Erdoğan iktisadî ve malî buhranı biraz hafifletip mahallî idareler seçimini yapmanın derdine düştü. Ondan sonrası yine tufan.
Yoksa son U dönüşleri Erdoğan’ın demokrasi ve hukuka rücu ettiği manasına gelmiyor. Kendi ikbalinin derdine düştü.
Enflasyon yüzde 30’u geçerken ekonomi büyük bir durgunluğa sürükleniyor. Sadece ağustosta 150 binden fazla kişi işten çıkarıldı.
Hem enflasyon hem durgunluk eşittir stagflasyon.
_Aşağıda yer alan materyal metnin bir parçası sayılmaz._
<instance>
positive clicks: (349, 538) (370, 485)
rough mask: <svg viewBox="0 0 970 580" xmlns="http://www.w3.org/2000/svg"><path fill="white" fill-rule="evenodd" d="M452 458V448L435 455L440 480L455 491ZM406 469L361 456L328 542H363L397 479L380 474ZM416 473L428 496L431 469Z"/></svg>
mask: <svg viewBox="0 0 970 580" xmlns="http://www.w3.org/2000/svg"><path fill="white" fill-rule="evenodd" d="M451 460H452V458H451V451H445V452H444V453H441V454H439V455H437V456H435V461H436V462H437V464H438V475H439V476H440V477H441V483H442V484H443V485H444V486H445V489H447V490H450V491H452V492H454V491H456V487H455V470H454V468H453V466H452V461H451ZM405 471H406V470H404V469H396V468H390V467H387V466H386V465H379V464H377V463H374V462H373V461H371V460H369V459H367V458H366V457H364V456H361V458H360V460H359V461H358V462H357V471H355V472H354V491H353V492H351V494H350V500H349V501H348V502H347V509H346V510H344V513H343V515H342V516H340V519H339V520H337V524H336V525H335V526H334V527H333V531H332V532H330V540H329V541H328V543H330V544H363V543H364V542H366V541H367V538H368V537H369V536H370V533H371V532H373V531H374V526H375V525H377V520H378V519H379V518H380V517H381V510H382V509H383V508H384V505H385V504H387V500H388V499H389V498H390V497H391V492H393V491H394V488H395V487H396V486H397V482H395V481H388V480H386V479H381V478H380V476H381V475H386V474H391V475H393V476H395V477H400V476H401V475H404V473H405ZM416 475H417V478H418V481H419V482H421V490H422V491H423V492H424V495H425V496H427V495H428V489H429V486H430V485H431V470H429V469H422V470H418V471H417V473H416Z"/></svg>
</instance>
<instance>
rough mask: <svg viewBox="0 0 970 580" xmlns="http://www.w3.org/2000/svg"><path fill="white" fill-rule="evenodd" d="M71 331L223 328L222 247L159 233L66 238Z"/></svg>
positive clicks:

Buhranın ne kadar süreceğini Türkiye’de hukuk ve demokrasinin ne zaman geri geleceği belirleyecek.”
Dosyasında “terör örgütü üyesi olduğuna” dair tek delil olmadığı halde iki seneye yakın İzmir Şakran Cezaevi’nde hapis yatan bir din adamına en temel haklarının kerhen de olsa iade edilmesi sevindiricidir.
DİĞER MASUMLAR NE OLACAK?
En hazini ise Brunson gibi masum on binlerce insanın hapishanelerde tutulması ve onların hakkını müdafaa edecek başka bir devlet, kulüp ya da sivil toplum kuruluşunun yokluğudur.
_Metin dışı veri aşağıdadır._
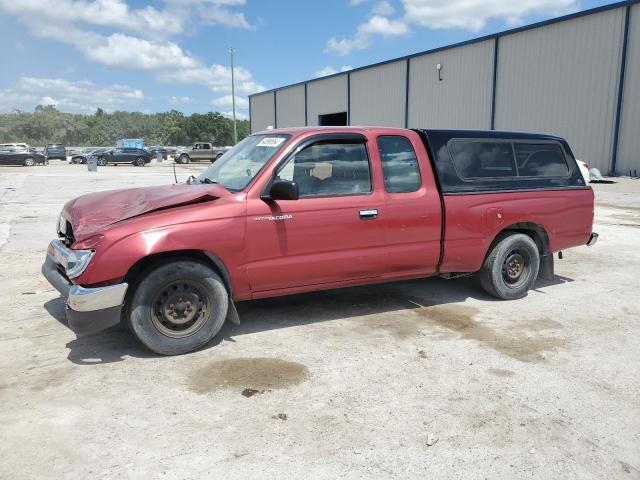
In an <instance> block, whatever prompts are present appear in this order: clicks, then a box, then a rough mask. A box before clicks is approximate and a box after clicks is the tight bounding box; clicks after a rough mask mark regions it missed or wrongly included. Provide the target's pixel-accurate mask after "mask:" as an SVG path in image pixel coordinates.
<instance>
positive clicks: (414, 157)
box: [378, 136, 421, 193]
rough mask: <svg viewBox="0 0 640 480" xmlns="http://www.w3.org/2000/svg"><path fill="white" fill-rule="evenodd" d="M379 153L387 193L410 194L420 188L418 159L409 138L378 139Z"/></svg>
mask: <svg viewBox="0 0 640 480" xmlns="http://www.w3.org/2000/svg"><path fill="white" fill-rule="evenodd" d="M378 151H379V152H380V160H381V161H382V171H383V173H384V188H385V189H386V190H387V192H390V193H408V192H415V191H416V190H418V189H419V188H420V183H421V182H420V168H419V167H418V159H417V158H416V152H415V151H414V150H413V146H412V145H411V142H410V141H409V139H408V138H406V137H401V136H384V137H378Z"/></svg>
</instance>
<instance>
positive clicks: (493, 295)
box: [480, 233, 540, 300]
mask: <svg viewBox="0 0 640 480" xmlns="http://www.w3.org/2000/svg"><path fill="white" fill-rule="evenodd" d="M539 269H540V253H539V252H538V247H537V246H536V244H535V242H534V241H533V240H532V239H531V237H529V236H528V235H525V234H522V233H514V234H504V235H501V236H500V237H498V239H497V242H496V244H495V246H494V247H493V249H492V250H491V252H490V253H489V255H487V258H486V259H485V261H484V264H483V265H482V269H481V270H480V284H481V285H482V288H484V290H485V291H486V292H487V293H488V294H489V295H492V296H494V297H497V298H500V299H502V300H516V299H518V298H522V297H525V296H526V295H527V291H529V289H530V288H531V287H532V286H533V284H534V283H535V281H536V279H537V278H538V270H539Z"/></svg>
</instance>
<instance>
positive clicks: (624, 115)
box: [603, 4, 640, 175]
mask: <svg viewBox="0 0 640 480" xmlns="http://www.w3.org/2000/svg"><path fill="white" fill-rule="evenodd" d="M625 71H626V73H625V76H624V83H625V84H624V96H623V103H622V118H621V120H622V122H621V124H620V138H619V144H618V159H617V165H616V172H617V173H621V174H623V175H629V170H634V169H635V170H637V171H638V172H639V173H640V4H639V5H634V6H633V7H632V8H631V18H630V23H629V40H628V42H627V66H626V69H625ZM603 173H606V172H603Z"/></svg>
İçi boş efelenmelerin ekonomiye bakan tarafı ile bitireyim: Brunson krizinin aşılması için doların 6,60 TL’ye kadar tırmanması beklendi. Ekonomi ağır yaralı ve düştüğü girdaptan uzun müddet çıkamayacak.
BİR KUTU SALÇA İÇİN 1 SAAT MESAİ
Ona buna ahkâm kesenler bin küsur odalı Saray’da bardağı 120 TL’ye ejder meyvesinin suyunu yudumlamaya devam edecek.
1.604 TL maaş alan asgarî ücretli de bir kutu (830 gram) salça alabilmek için 1 saate yakın ter dökecek. Haziranda 4,95 TL’den satılan salça ağustosta 8,40 TL’ye çıktı. İki aylık fiyat artış oranı yüzde 70.
Başka zam gelmezse asgarî ücretli bir saat çalışıp bir kutu salça alabilecek.
Madem geri adım atacaktınız niçin doların 6,60 TL olmasını beklediniz?